From Monolith to Microservices
Do you have experience in breaking up monoliths or, better still, in slow dismantling and decoring of monoliths? I would like to describe a path we have taken over the last 5 years. During these 5 years, we have gradually dismantled an existing monolith and pursued the goal of slowly developing the existing architecture into a microservice technology. During this time, we have not only overcome technical difficulties, but have also had to adapt many of our approaches to the new challenges. I’m reporting here mainly on technical rebuilds – but of course the priority was to evolve the business logic. Technology was and is only a means to an end.
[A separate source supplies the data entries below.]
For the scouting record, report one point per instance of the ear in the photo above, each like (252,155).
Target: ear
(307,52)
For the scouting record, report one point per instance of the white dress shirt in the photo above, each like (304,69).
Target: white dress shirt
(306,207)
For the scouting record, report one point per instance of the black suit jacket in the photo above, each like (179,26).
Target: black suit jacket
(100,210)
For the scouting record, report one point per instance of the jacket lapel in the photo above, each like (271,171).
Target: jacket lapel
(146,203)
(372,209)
Starting Point: The Business Process
First of all I would like to introduce the business process that we supported with our software. The measures described below would look different in a less complex system. Therefore, it is always important to keep an eye on the underlying business process. The system under consideration is a system that allows companies to create tenders and allows suppliers to participate in these tenders.
In addition to the main business processes supplier selection, tendering, sampling, delivery, invoice and complaint process, there were the supporting processes access control, collaboration and document management.
This business process was supported by several applications. The applications had grown historically and depicted the business process as a patchwork rather than a series of technical processes.
As you can see in the second figure, the individual applications do not adequately cover the business processes – partly overlapping, partly with gaps. This was not clear to me at the beginning. This clear picture only emerged over the years. Now I know that this service cut that did not correspond to the business process was one of the reasons for the problems we had. But I pre-empt.
The applications mentioned were distributed over two large servers.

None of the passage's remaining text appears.